The Australian dollar could break above parity with the US dollar for the first time in nearly 30 years if the Reserve Bank of Australia (RBA) raises the base interest rate from a current three per cent over the next 12 months.
But economists say the domestic currency is unlikely to stay above $US1 for long.
Five out of six economists surveyed believe the domestic the unit can break parity with the US dollar in either the June or September quarters of 2010.
ICAP economist Adam Carr said financial markets could be tempted to test the local currency above $US1 in early 2010. If successful, it will be the first time Australia has broken parity since the days of fixed exchange rates before the currency was floated in 1983.
“The prospects for the Aussie dollar are very good,” he said.
“When the RBA starts its tightening cycle I think we’ll be around parity, whether we break it or not is not my formal forecast, but we’ll be very close.
“If we break through ($US1) I don’t imagine we’ll hold it for more than nine months.”
On Wednesday September 23, the Australian dollar hit a 13-month high of 87.87 US cents, and was up 27 US cents from its global financial crisis low of 60.12 cents recorded on October 27, 2008.
In the current global economic environment, investors are attracted to the unit because Australia is one of the few western industrialised nations with a significant base interest rate – the three per cent cash interest rate is well above the comparable rates for most of its trading partners.
The US base interest rate has been steady in a target band of zero to 0.25 per cent since December, while Japan’s central bank has held it’s rate steady at 0.1 per cent since last October.
The European Central Bank, which oversees the 16-nation Eurozone, has held its rate at one per cent since October.
Kinetic Securities chief economist Clifford Bennett said Australia’s comparatively high interest rate and prime position in growing Asia region could see the unit break and sustain parity over the next two years.
The most bullish of the economists surveyed, Mr Bennett said the global financial crisis had skewed the terrain of global economics in Australia’s favour.
“When a global investor or holder of a global portfolio looks around the world, what currencies would appreciate in an environment of a falling US dollar? Two currencies stand out: the Euro and the Aussie,” he said.
“The Euro because it’s the only viable reserve currency at the moment, and the Australian dollar because it’s a fabulous way of leveraging into the Chinese and Asia growth story.”
AMP Capital Investors chief economist Shane Oliver said Australia’s favourable terms of trade, the ratio of export prices to import prices, would also allow the currency to test parity next year.
“The last time Australia’s terms of trade was at current levels was in the early 1950s and back then one Australian dollar actually bought $US1.12,” he said.

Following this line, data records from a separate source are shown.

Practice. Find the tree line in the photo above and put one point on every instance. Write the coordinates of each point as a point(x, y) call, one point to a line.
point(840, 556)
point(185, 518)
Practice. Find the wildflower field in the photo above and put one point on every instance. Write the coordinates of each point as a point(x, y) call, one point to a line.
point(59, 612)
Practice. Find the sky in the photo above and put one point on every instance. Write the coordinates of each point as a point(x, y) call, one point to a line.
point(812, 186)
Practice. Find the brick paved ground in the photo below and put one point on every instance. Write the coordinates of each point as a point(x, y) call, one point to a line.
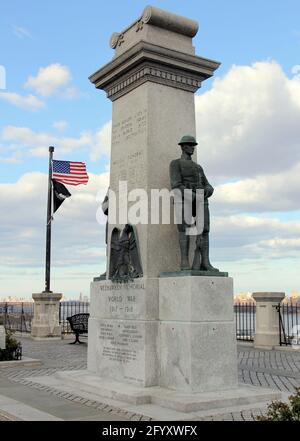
point(275, 369)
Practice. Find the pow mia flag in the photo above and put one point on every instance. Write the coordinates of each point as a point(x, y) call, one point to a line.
point(60, 193)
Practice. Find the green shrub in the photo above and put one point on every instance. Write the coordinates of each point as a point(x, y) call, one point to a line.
point(279, 411)
point(12, 350)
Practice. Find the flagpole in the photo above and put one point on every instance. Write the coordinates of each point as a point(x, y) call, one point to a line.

But signs that the US economy has stabilised have pricked the antennae of currency traders.
On September 15, US Federal Reserve Chairman Ben Bernanke told the Washington based think tank, the Brookings Institution, that the US recession was over.
However, Mr Bernanke said the US economy would remain weak for some time.

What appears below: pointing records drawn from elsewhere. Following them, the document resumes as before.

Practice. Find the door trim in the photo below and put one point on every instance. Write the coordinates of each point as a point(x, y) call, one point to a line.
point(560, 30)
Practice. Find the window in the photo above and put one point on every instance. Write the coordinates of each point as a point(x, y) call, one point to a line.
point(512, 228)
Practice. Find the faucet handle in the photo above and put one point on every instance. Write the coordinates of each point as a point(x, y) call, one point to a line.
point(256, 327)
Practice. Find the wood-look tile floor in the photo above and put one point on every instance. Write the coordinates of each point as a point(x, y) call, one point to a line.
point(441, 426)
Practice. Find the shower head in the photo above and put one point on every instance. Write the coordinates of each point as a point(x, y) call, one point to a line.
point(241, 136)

It was a sentiment matched a week later when the Fed’s policy making arm, the Federal Open Market Committee (FOMC), opted to leave the US federal funds rate unchanged in its current target band.
The FOMC said in an accompanying statement it “continues to anticipate that economic conditions are likely to warrant exceptionally low levels of the federal funds rate for an extended period.”
The median economist forecast has the unit retreating back to 89.5 US cents as the US economy recovers.
Charles Wiggins, a corporate risk manager at Custom House Global Foreign Exchange, said a weak US economy is not a long-term prospect.
He said the FOMC could raise rates in 2010 if the protracted economic recovery shows signs of digging in.
“Generally, you’d think that raising interest rates would have a positive effect on the currency, primarily from that function … where you get the offshore investors coming through and taking advantage of the offshore differentials.
“That may be for the short term, but if the US economy starts to pick up steam and the US has to start hiking their interest rates, in theory you’d get the same sort of movement on the US dollar.”